# Which statistical test to use when comparing two ratios?

I have five independent experiments. In each experiment I record the intensity of sample A and sample B, then add these intensities together and calculate A and B as a proportion of the total. Obviously, these proportions add up to exactly 1. For example: A1=10000, B1=50000 so the proportions would be A1=0.166, B1=0.833. I do this for all my five experiments. I now have five proportions for A and five for B. The standard deviations calculated for the five A and B values, respectively, is identical. My question is a) is this an appropriate way of reporting the standard deviation? and b) is a T-test an appropriate test to see if the differences between the A and B proportions is significant?

Any help is much appreciated!

1) The two proportions add to 1, so they're perfectly (negatively) dependent. So you can't treat them as independent.

2) continuous proportions such as these don't have constant variance - the variance must get smaller as the proportion approaches 0 or 1.

As such, the usual independent samples, equal variance t-test assumptions are violated.

You might (perhaps) model the A proportions (say) as having something like a beta distribution, and compare them with 50%, but I think it makes more sense to come up with a suitable model for comparing A and B directly.

Presumably you're converting to proportions because the $(A_i,B_i)$ pairs tend to be quite different in size for different $i$.

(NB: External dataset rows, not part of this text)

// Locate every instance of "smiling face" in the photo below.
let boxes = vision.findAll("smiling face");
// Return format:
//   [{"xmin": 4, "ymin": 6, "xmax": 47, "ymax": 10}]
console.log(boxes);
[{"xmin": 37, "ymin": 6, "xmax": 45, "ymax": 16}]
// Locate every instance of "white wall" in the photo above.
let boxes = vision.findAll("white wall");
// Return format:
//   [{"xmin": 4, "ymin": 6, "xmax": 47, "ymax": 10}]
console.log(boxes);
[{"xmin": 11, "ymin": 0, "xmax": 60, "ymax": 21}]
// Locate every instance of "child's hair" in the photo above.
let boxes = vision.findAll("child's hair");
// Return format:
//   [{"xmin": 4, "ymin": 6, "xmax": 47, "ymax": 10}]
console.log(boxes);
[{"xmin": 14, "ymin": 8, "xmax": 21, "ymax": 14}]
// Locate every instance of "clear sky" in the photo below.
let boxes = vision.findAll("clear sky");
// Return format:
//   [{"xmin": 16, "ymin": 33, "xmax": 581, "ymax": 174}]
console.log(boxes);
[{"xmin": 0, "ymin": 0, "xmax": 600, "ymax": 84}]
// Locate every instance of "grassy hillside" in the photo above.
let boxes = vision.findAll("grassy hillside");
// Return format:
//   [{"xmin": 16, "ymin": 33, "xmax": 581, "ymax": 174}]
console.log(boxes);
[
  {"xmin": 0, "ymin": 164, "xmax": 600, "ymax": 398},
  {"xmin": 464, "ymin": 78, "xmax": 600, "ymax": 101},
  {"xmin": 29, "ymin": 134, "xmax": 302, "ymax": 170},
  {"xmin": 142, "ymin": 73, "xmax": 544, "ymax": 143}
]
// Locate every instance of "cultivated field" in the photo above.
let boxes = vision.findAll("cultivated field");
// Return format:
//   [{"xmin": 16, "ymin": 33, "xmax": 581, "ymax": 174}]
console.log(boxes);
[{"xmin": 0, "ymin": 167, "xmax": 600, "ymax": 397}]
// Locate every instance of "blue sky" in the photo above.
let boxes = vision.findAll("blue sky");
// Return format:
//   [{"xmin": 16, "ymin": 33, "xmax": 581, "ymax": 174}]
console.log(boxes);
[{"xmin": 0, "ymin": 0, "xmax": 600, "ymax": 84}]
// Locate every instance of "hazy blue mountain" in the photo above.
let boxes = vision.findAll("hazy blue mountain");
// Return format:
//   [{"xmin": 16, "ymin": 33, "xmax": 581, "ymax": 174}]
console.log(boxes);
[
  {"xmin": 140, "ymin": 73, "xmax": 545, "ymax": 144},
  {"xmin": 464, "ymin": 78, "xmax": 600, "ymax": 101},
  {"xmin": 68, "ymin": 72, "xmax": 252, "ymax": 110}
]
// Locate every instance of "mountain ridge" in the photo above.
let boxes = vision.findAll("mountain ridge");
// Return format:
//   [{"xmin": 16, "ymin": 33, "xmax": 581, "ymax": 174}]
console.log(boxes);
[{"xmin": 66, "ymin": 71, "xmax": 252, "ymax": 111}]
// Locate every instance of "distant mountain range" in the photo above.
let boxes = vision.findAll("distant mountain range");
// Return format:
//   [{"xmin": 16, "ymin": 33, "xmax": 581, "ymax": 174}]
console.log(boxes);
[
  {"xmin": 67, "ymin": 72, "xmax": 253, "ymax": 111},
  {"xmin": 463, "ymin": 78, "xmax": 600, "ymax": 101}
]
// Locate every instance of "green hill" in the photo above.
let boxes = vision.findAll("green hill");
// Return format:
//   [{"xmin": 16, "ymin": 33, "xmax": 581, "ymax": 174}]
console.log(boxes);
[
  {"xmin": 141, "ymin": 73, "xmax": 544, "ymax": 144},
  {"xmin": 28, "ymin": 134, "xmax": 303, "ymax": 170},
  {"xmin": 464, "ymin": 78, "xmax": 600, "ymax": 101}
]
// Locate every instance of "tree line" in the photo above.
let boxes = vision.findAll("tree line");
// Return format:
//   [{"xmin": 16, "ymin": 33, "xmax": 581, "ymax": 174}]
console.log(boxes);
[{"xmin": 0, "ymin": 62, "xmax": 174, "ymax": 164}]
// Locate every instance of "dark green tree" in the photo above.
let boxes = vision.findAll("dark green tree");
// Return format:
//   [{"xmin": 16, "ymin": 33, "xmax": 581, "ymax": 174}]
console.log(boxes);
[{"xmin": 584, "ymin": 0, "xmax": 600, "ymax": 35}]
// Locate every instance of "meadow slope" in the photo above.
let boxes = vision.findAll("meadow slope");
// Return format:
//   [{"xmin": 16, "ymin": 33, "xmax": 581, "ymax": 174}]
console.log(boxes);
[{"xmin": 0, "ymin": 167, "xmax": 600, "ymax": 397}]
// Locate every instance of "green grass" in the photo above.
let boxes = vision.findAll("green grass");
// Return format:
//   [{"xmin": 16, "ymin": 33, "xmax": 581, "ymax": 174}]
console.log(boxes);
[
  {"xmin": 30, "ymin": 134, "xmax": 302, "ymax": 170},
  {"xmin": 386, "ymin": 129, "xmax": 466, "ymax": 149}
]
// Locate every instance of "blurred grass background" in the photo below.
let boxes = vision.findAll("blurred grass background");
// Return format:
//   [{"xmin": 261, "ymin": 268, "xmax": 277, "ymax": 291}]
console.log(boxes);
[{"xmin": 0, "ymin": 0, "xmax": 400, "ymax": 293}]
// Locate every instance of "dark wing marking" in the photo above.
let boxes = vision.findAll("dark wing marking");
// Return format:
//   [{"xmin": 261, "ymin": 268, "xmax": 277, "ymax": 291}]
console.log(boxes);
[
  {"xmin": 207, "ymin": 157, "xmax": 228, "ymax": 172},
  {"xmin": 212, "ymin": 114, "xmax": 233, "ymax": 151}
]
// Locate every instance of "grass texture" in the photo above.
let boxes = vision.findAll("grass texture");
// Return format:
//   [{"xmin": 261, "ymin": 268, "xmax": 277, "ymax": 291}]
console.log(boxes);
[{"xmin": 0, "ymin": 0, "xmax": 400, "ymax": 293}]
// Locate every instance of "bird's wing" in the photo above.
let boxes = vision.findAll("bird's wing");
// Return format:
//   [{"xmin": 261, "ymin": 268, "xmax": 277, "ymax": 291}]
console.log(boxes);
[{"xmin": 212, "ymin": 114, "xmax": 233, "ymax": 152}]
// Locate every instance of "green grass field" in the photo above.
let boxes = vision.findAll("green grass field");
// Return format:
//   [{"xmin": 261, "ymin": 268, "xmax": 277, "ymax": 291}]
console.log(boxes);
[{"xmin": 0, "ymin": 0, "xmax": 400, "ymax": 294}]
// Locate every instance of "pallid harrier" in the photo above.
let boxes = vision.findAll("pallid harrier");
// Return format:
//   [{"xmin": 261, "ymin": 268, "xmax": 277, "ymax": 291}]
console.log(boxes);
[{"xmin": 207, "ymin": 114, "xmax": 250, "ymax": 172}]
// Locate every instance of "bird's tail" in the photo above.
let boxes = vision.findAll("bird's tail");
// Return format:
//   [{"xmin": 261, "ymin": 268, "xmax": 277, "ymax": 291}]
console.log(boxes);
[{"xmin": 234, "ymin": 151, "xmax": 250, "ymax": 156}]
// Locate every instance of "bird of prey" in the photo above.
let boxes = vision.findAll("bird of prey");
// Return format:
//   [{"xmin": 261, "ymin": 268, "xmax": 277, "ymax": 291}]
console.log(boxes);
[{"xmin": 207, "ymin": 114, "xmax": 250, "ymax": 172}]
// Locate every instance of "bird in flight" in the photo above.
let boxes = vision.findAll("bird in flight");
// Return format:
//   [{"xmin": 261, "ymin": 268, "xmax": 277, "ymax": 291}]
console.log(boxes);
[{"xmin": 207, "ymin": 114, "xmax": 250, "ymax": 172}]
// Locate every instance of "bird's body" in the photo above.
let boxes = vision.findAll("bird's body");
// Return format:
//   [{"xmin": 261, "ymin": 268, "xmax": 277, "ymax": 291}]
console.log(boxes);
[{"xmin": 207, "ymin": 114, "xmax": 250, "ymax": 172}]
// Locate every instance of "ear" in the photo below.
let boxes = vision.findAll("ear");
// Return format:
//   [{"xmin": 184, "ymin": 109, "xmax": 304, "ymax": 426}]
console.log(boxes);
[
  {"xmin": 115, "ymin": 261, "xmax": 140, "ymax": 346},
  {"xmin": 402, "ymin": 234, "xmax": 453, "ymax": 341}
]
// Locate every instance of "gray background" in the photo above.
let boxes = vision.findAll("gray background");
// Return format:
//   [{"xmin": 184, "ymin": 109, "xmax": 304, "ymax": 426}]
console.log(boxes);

• Might a location comparison make sense on the log-scale? -- in which case perhaps a paired location test on the logs might be reasonable.

• alternatively, might the ratios (perhaps using some GLM to model them) be of interest?

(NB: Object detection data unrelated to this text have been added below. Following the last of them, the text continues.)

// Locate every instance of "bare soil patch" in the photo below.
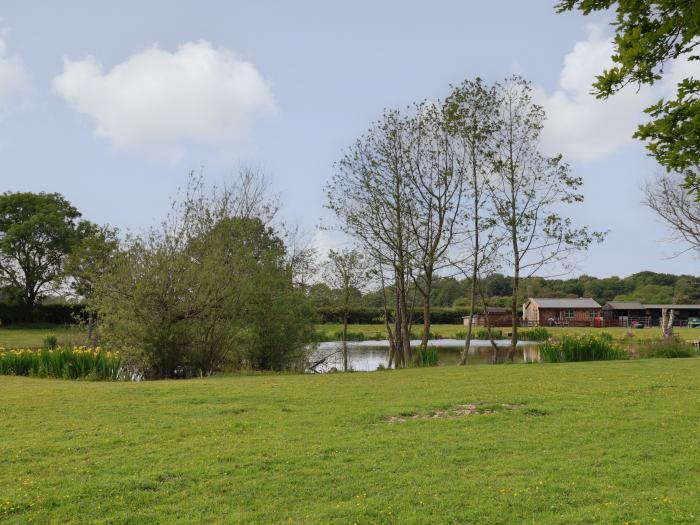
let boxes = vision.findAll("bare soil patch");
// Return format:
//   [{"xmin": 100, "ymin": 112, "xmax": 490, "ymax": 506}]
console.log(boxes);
[{"xmin": 384, "ymin": 403, "xmax": 522, "ymax": 423}]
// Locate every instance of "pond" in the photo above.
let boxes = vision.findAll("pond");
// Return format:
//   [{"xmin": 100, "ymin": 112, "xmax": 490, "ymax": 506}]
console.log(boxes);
[{"xmin": 311, "ymin": 339, "xmax": 540, "ymax": 372}]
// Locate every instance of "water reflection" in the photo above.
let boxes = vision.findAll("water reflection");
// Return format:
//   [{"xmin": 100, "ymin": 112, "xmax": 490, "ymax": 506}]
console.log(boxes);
[{"xmin": 311, "ymin": 339, "xmax": 540, "ymax": 372}]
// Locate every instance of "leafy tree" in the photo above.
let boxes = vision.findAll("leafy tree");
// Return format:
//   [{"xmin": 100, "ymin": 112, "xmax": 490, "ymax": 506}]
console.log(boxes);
[
  {"xmin": 488, "ymin": 76, "xmax": 603, "ymax": 356},
  {"xmin": 88, "ymin": 173, "xmax": 314, "ymax": 378},
  {"xmin": 557, "ymin": 0, "xmax": 700, "ymax": 191},
  {"xmin": 324, "ymin": 250, "xmax": 369, "ymax": 372},
  {"xmin": 0, "ymin": 192, "xmax": 87, "ymax": 308}
]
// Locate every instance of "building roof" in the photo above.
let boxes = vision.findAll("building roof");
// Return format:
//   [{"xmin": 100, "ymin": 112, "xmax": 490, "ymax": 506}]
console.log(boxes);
[
  {"xmin": 486, "ymin": 306, "xmax": 508, "ymax": 314},
  {"xmin": 603, "ymin": 301, "xmax": 645, "ymax": 310},
  {"xmin": 530, "ymin": 297, "xmax": 600, "ymax": 308},
  {"xmin": 644, "ymin": 304, "xmax": 700, "ymax": 310}
]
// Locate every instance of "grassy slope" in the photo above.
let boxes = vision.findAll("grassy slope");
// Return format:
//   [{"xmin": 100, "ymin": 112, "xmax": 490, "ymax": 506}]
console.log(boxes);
[
  {"xmin": 317, "ymin": 324, "xmax": 700, "ymax": 341},
  {"xmin": 0, "ymin": 324, "xmax": 700, "ymax": 348},
  {"xmin": 0, "ymin": 359, "xmax": 700, "ymax": 524},
  {"xmin": 0, "ymin": 325, "xmax": 87, "ymax": 348}
]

First it would be helpful if you use different notation for the original quantities and their normalized versions (i.e., what you refer to as proportions). I am going to use $a,b$ to stand for the normalized version of $A,B$ respectively.

Secondly, in terms of statistical test, your null hypothesis seems to be that $a=b$, in other words, $a=0.5$. One of the crucial assumptions of t-test is that the sample should follow a normal distribution. Given that $a$ is bounded between $0$ and $1$, this is patently false.

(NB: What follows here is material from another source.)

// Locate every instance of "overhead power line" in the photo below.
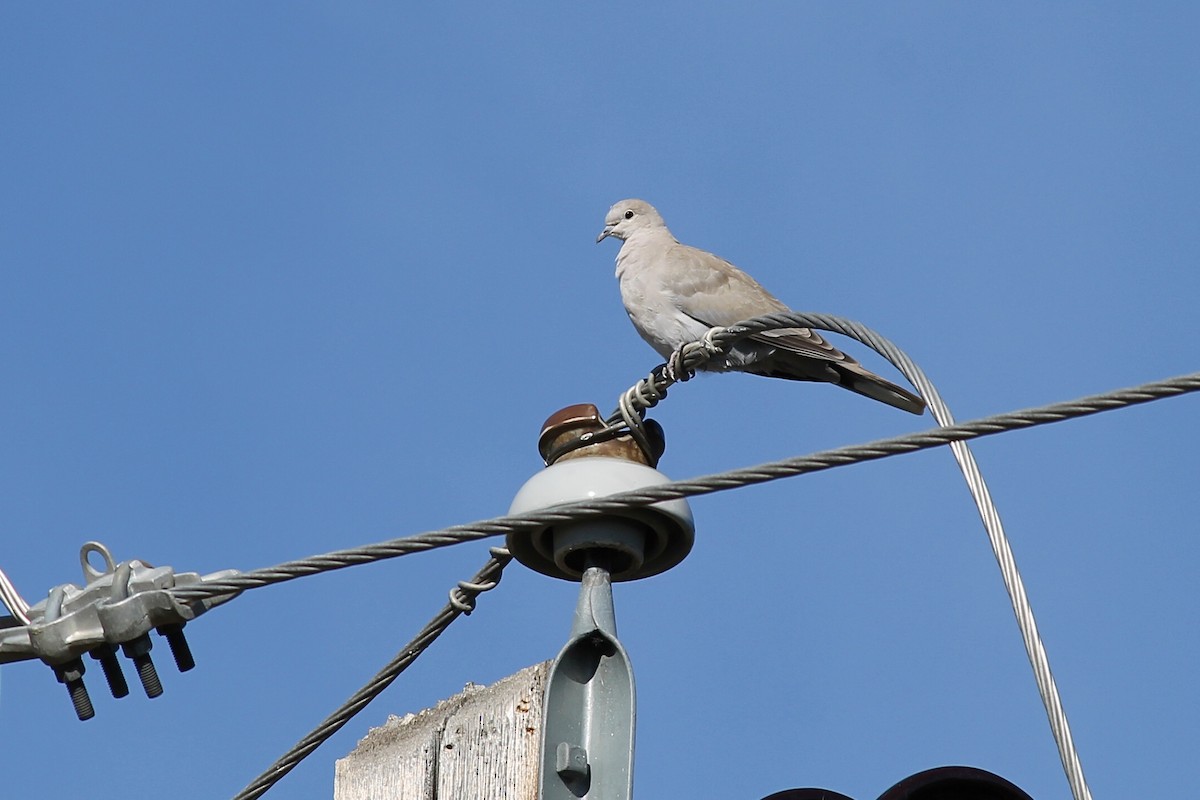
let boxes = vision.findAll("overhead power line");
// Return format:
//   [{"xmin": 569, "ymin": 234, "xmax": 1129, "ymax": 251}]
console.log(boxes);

Instead, let's make the follow assumptions: $A_i$, $B_i$, and therefore $a_i$, $b_i$ are independent identically distributed. The rest is all mathematically rigorous. You can forget about $A_i,B_i$ and focus only on $a_i,b_i$.

If your sample size $N$ is large enough, central limit theorem implies that $\sum_{i=1}^N a_i / \sqrt{N}$ is close in distribution to the normal, provided $a_i$ are independent, which is true in your case. Furthermore the boundedness of $a_i$ actually helps you here because you can get uniform bound on the convergence rate, in terms of metrics like Levy's metric or Wasserstein's metric; the rate of convergence depends on first three moments, by the Berry-Esseen theorem. With that you can estimate the probability that $\frac{1}{N} \sum a_i = \bar{a}$ given $\mathbb{E}(a_i) \equiv 0.5$, pretending that $\frac{1}{\sqrt{N}} \sum_{i=1}^N a_i$ follows the normal distribution, with a tiny error term coming from CLT.

Now given that your sample size is pretty small, and very little is known about the distribution of $A_i,B_i$ and therefore $a_i,b_i$, it is always a good idea to err on the side of caution. Let's say the sample mean of $a_i$ you observed was $\bar{a}$. So you could try to compute the following quantity: $$\sup_{\mathcal{L}(A,B)} \mathbb{P}(\mid \frac{1}{5} \sum_{i=1}^5 a_i - 0.5 \mid > \mid \bar{a} -0.5\mid \big\rvert \mathbb{E}(a_i) \equiv 0.5).$$

You definitely do not want to compare the proportion of A directly to the proportion of B, for the reason that you already stated: these proportions must always add to 1 and therefore are completely redundant with each other.

Instead, what you want to do is compare the proportion of A with 0.5, and determine whether it is significantly less than or greater than 0.5 (or perhaps not significantly different).

The simplest thing to do is to take your five proportions of A (ie, [0.2, 0.3, 0.25, 0.2, 0.15]) and to compare these values versus 0.5 using a one-sample t-test.

You should plot a distribution of your proportions and see if it looks normal. I am concerned that with only n=5 you will not be able to make any strong conclusions. I would guess you will need at least 3x more data to be at all confident. With more data, we could also evaluate the benefits of other quantifications of the effect size, for instance, the log of the ratio B:A instead of the proportions.

If it is not possible to take more data, you need to provide more details of the experiment and there may be something more nuanced you can do to get more statistical power, for instance, assuming a certain distribution for the data.